O cientista político Francis Fukuyama escreveu que um dos pilares da democracia liberal é aquele no qual o Estado usa seu poder para prover o bem estar de seus cidadãos. Esta advertência ressurgiu-me ao ler a notícia sobre o aumento do número de brasileiros que estão vivendo na extrema pobreza. Eles possuem uma renda per capita de até R$ 89 mensais.
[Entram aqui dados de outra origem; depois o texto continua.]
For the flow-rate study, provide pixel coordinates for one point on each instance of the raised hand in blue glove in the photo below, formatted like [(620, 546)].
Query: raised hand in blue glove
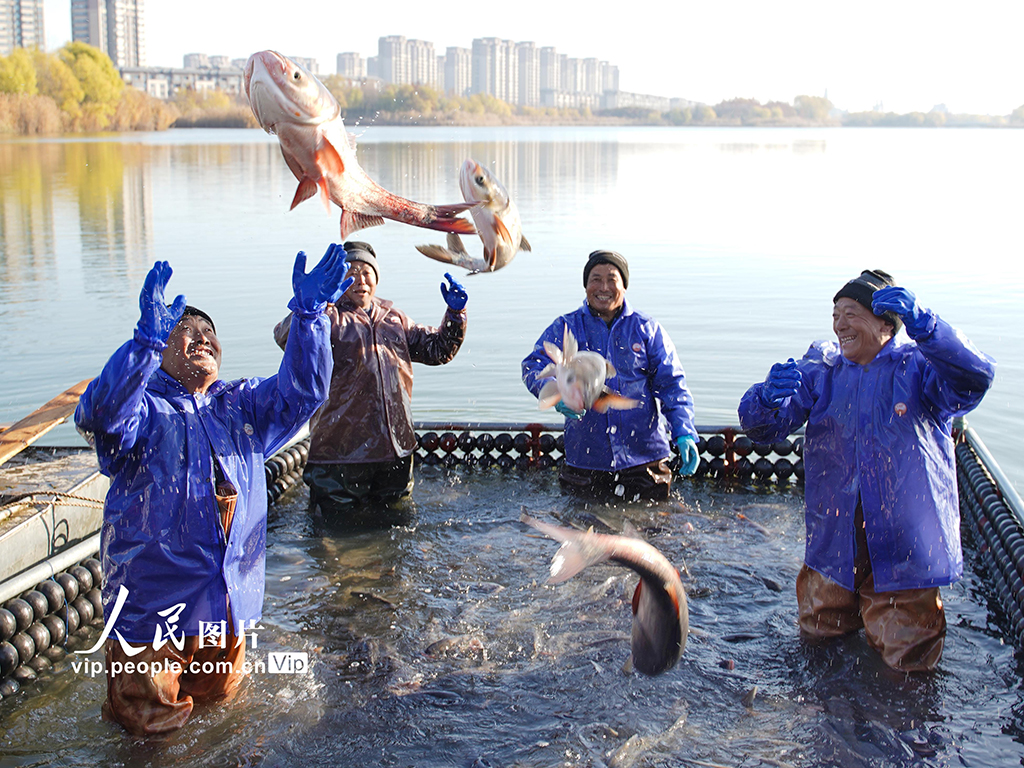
[(565, 411), (688, 453), (919, 322), (325, 283), (782, 382), (156, 318), (455, 295)]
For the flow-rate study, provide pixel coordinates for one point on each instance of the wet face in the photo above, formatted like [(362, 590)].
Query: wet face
[(363, 291), (193, 354), (861, 334), (605, 291)]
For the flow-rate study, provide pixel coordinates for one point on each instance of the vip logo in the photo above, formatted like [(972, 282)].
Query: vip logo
[(283, 663)]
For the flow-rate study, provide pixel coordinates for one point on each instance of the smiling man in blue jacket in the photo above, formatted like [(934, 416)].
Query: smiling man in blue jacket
[(621, 454), (883, 516), (183, 544)]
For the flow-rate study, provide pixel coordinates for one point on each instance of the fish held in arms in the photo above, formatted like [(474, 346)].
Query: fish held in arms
[(660, 616), (497, 220), (579, 379), (292, 103)]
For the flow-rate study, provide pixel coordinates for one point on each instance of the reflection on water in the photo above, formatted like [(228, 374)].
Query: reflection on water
[(438, 644)]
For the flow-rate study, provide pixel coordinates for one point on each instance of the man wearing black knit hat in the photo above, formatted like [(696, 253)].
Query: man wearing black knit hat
[(883, 520), (360, 451), (621, 453)]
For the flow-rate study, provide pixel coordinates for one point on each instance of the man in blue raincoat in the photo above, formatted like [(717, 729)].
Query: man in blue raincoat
[(882, 517), (183, 544), (621, 453)]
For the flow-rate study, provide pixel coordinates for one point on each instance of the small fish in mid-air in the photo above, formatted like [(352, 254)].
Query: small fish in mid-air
[(579, 379), (660, 616), (291, 102), (497, 221)]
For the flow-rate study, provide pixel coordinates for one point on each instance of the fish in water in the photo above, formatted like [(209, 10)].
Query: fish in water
[(579, 379), (289, 101), (497, 221), (660, 617)]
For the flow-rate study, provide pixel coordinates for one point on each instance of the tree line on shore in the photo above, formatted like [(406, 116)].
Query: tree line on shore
[(78, 89)]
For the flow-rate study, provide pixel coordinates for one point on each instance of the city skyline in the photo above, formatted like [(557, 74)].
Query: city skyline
[(908, 56)]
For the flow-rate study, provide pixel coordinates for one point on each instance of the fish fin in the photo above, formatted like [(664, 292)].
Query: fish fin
[(569, 346), (503, 231), (325, 194), (352, 221), (305, 189), (437, 253), (636, 597), (446, 218), (328, 159), (549, 395), (455, 244), (610, 400), (553, 352), (571, 557)]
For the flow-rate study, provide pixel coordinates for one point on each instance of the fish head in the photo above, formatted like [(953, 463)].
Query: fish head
[(581, 380), (479, 185), (282, 91)]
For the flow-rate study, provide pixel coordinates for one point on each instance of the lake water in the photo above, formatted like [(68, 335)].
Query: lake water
[(737, 239)]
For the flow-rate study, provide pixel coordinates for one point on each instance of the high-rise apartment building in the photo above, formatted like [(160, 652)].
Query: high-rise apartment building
[(458, 71), (351, 66), (392, 59), (528, 56), (496, 69), (116, 27), (22, 26)]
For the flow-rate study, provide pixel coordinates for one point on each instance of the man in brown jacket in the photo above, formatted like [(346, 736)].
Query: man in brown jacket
[(363, 437)]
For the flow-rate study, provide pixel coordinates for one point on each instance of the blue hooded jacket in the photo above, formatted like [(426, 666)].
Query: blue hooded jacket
[(647, 369), (881, 432), (162, 535)]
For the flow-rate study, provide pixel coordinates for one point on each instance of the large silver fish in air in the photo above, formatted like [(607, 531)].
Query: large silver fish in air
[(292, 103), (497, 221), (579, 379), (660, 616)]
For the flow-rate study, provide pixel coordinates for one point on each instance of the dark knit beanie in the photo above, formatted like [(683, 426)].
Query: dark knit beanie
[(607, 257), (862, 291), (197, 312), (356, 250)]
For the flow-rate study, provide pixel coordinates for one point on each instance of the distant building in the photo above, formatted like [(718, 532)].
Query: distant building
[(351, 66), (458, 71), (496, 69), (116, 27), (22, 26), (528, 58)]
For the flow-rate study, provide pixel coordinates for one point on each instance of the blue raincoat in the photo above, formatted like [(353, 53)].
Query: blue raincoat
[(647, 369), (162, 535), (881, 432)]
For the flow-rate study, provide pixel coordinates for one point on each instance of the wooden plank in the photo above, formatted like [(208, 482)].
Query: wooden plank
[(23, 433)]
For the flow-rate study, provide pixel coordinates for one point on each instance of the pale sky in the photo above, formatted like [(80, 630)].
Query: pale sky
[(906, 54)]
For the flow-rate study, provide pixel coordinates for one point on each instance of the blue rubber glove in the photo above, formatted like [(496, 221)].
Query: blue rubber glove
[(455, 295), (325, 283), (782, 382), (567, 412), (688, 453), (157, 320), (918, 321)]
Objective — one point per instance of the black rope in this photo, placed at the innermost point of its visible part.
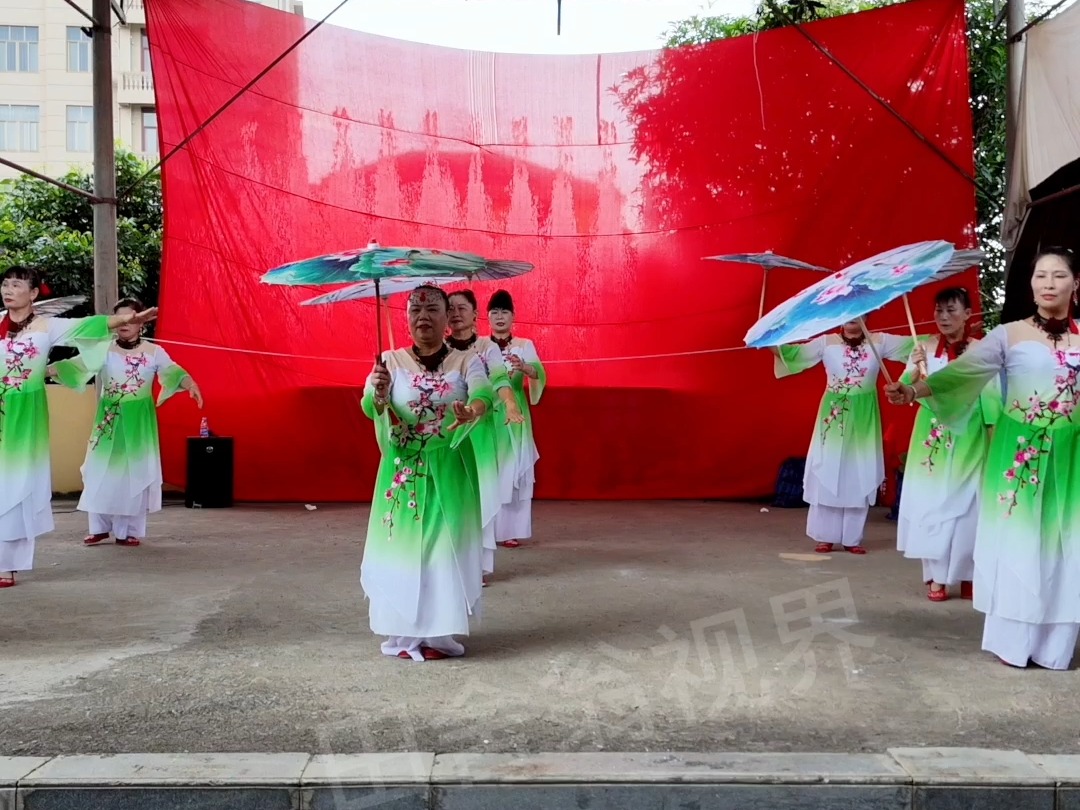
(1020, 35)
(869, 91)
(228, 104)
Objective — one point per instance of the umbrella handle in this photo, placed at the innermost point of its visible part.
(378, 320)
(866, 334)
(915, 335)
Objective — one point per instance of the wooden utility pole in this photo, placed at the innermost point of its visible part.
(1014, 55)
(106, 285)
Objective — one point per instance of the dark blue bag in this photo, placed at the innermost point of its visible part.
(790, 484)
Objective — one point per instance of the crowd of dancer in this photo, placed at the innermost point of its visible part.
(122, 470)
(990, 497)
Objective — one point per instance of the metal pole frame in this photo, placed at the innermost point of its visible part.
(106, 282)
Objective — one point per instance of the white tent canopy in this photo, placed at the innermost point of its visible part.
(1048, 124)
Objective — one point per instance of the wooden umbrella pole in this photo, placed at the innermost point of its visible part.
(866, 334)
(760, 306)
(378, 323)
(915, 335)
(390, 325)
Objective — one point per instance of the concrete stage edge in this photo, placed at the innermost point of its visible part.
(930, 779)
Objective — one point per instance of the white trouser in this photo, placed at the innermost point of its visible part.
(1050, 646)
(122, 527)
(837, 524)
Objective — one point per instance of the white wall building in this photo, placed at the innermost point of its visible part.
(45, 92)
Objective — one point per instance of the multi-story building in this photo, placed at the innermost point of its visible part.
(46, 121)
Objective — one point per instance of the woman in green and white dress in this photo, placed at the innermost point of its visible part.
(121, 474)
(517, 447)
(484, 435)
(1027, 547)
(422, 556)
(939, 508)
(846, 463)
(25, 341)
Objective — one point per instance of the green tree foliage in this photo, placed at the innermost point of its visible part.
(986, 41)
(52, 229)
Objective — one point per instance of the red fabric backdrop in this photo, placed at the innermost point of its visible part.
(613, 174)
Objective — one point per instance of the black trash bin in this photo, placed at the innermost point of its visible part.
(210, 473)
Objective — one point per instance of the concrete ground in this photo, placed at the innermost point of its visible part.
(625, 626)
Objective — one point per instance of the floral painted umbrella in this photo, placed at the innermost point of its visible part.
(374, 268)
(851, 293)
(374, 288)
(53, 307)
(767, 261)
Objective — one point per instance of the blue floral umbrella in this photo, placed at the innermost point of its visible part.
(851, 294)
(375, 271)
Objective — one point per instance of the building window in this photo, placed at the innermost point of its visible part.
(18, 49)
(18, 127)
(149, 132)
(145, 51)
(78, 50)
(80, 129)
Enfrentam insegurança alimentar recorrente embora o governo alardeie que a agricultura brasileira abastece boa parte do mundo.

Este incômodo cresceu ao ler uma recente reportagem do jornalista Lúcio Vaz sobre o STF. Segundo o jornalista, “O Supremo Tribunal Federal vive um mundo paralelo, com milhões de reais investidos em segurança armada, carros blindados, sala vip no aeroporto e jantares nababescos, com direito a bacalhau, lagosta, camarão, vinhos e espumantes com pelo menos quatro premiações internacionais, servidos em taças de cristal, e café à francesa. As mordomias estão registradas nos contratos do STF nos últimos três anos. No mundo real, milhões de brasileiros convivem com a violência e a fome, nas favelas, nos sertões.”

Diz o adágio popular que somos o que comemos. Especialmente, os que se alimentam com o dinheiro do contribuinte. O cardápio da Corte é requintado: bobó de camarão, medalhões de lagosta com molho de manteiga queimada, bacalhau à Gomes de Sá, frigideira de siri, moqueca capixaba, galinha d’Angola assada, vitela e codornas assadas, carré de carneiro, pernil de cordeiro assado e boeuf bourgignone e etc. O artista plástico Vik Muniz, que transforma lixo em arte, costuma diferenciar o lixo do rico e o do pobre.

Para acompanhar as bebidas, também, eram requintadas: “espumante extra brut pelo método champenoise, com pelo menos quatro premiações internacionais. Amadurecido, em contato com leveduras, por período mínimo de 30 meses”. Vinho tinto seco só de safra igual ou posterior a 2010 e se fosse detentor de quatro premiações internacionais. Detalhe: “o vinho deveria ser envelhecido em barril de carvalho francês, americano ou ambos, de primeiro uso, por período de 12 meses”. E seriam servidos, obviamente, em copos e taças de cristal.

Como diz o dito talmúdico: “infeliz a geração cujos juízes precisam ser julgados”. Quem sabe, um dia?